In June, one of Berkeley’s more idiosyncratic bookstores, University Press Books, closed its doors permanently due to the financial pressures associated with the coronavirus pandemic. For Bay Area food enthusiasts, however, the store’s shuttering represented more than just the loss of hard-to-find academic titles: It also meant that Cafe Ohlone, the world’s only restaurant dedicated to the cuisine of Northern California’s indigenous Ohlone people, had lost its home.
For about a little less than two years, Cafe Ohlone had set up shop on the bookstore’s sunny back patio, hosting weekly tastings and more elaborate dinners a couple of times a month. Dishes were made exclusively with pre-colonial ingredients, often hand-gathered by co-founders Vincent Medina and Louis Trevino: cold, creamy acorn soup; venison meatballs; and extravagantly colorful salads dressed with walnut oil and blackberry sauce. All of those meals were on pause, as the cafe had stayed closed entirely for the duration of the coronavirus crisis. Now, it’s unclear when and where guests will once again be able to sit down to enjoy an Ohlone feast.
According to Medina, one thing is certain: This will not be the end of Cafe Ohlone. In fact, he and Trevino are working to put together the cafe’s first takeout offering. It will be a meal kit of sorts: a monthly, curated box of traditional Ohlone ingredients and dishes that they hope to make available to the public later this summer.
“We were disappointed when we heard the bookstore was closing,” Medina tells Eater SF. “But what we built with Cafe Ohlone is something that’s going to last and carry on and really transcend any one space.”
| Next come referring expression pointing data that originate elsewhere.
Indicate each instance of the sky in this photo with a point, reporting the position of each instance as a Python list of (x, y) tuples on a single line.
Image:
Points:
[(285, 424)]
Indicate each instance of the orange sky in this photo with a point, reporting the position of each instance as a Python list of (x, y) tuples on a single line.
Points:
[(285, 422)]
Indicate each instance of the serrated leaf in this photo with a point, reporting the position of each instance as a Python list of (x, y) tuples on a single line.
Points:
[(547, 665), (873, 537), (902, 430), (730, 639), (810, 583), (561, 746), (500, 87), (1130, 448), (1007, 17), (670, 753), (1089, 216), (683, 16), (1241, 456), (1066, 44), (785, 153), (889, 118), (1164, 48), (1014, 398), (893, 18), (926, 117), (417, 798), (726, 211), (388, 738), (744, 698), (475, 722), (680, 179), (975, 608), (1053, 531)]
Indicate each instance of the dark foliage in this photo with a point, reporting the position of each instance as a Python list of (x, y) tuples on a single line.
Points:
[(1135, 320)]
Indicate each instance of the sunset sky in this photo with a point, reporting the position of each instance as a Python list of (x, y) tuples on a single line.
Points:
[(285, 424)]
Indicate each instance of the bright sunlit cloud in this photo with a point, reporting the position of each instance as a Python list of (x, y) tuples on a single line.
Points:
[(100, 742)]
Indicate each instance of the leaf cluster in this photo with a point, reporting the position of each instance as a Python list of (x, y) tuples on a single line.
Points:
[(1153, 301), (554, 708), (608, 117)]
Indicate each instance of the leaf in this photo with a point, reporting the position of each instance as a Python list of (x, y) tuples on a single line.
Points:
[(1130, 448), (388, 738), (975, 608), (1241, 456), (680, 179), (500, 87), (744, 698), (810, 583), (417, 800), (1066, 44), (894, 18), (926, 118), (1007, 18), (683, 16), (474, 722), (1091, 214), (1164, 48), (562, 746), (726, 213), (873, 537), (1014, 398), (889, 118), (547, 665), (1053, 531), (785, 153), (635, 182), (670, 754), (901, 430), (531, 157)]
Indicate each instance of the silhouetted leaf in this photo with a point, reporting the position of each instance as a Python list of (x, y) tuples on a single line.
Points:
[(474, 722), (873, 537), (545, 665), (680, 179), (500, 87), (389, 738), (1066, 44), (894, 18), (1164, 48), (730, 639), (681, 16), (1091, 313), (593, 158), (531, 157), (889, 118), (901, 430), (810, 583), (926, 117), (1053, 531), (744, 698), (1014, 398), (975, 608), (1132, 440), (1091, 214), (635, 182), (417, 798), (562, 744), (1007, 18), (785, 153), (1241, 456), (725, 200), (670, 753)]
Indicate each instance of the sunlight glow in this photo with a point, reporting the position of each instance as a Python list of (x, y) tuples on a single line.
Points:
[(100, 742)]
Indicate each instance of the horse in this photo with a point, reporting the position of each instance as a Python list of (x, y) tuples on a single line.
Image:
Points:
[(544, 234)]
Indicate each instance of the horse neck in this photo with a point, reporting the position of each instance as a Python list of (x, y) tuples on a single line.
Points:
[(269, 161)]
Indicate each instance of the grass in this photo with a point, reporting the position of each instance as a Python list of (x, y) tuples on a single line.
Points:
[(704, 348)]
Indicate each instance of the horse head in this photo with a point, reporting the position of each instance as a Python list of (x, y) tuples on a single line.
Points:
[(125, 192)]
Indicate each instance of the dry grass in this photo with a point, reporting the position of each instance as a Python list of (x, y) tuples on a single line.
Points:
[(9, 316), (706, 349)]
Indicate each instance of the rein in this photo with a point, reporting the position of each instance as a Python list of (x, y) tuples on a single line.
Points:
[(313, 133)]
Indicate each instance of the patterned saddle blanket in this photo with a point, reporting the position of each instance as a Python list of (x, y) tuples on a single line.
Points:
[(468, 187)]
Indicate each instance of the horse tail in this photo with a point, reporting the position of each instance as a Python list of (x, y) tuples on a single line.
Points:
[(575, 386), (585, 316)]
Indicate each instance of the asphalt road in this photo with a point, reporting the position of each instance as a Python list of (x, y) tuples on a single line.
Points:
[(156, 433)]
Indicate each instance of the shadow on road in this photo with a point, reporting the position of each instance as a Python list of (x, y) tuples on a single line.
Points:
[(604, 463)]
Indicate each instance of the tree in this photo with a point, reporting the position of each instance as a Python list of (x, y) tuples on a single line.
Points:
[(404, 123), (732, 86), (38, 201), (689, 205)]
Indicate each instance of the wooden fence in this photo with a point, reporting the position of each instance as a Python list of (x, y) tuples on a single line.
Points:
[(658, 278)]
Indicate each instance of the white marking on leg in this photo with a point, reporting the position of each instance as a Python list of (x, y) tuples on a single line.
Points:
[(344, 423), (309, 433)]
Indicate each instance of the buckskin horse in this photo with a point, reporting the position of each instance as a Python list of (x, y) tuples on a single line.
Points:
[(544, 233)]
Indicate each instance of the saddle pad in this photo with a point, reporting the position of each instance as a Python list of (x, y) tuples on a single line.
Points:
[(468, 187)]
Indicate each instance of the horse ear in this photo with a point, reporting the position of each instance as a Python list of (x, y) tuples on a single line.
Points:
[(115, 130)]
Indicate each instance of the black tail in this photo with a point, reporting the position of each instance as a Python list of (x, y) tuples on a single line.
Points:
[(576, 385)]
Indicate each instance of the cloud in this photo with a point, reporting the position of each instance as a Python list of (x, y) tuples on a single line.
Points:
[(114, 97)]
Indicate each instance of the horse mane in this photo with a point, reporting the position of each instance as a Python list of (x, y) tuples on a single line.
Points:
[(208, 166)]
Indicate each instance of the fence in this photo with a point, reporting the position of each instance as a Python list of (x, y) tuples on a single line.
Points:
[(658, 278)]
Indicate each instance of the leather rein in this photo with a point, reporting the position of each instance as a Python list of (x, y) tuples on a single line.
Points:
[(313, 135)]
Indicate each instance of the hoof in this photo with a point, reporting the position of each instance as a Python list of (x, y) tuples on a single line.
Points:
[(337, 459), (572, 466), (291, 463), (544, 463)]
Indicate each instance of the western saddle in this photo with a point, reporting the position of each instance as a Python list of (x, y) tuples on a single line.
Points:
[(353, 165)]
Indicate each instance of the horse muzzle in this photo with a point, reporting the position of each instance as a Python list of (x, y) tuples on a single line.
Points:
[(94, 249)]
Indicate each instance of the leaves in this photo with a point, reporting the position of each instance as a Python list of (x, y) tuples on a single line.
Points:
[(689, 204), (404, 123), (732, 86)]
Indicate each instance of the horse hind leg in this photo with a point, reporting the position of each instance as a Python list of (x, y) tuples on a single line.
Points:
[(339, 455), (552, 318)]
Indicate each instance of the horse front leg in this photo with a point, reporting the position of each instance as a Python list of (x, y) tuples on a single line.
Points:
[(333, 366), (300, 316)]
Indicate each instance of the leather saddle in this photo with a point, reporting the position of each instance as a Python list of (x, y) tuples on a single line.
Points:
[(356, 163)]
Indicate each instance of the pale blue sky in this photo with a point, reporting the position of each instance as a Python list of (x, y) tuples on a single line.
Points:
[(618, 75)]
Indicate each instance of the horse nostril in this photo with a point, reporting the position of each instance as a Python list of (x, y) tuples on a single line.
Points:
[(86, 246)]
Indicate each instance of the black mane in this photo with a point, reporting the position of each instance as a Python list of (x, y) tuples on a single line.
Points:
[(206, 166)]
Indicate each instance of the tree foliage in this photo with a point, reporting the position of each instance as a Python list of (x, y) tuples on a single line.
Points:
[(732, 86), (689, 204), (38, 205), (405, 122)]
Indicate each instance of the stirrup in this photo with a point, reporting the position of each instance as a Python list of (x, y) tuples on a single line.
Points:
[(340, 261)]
The first step will finding a commercial kitchen where they can operate their new takeout business, which Medina hopes to launch in late August or early September. The idea, he says, will be to put everything a customer needs to recreate the Cafe Ohlone at home. So, each “crafted box” will contain a seasonal cross-section of the ingredients he and Trevino gather for use at the restaurant: fragrant herbs like yerba buena and California lilac, jars of rose hips (for brewing tea) and walnut oil, and, perhaps, fresh clams or mussels on ice. There might also be cuts of venison backstrap, ready to be grilled, and the components of an Ohlone salad — roasted hazelnuts, perhaps, and an assortment of berries and indigenous greens.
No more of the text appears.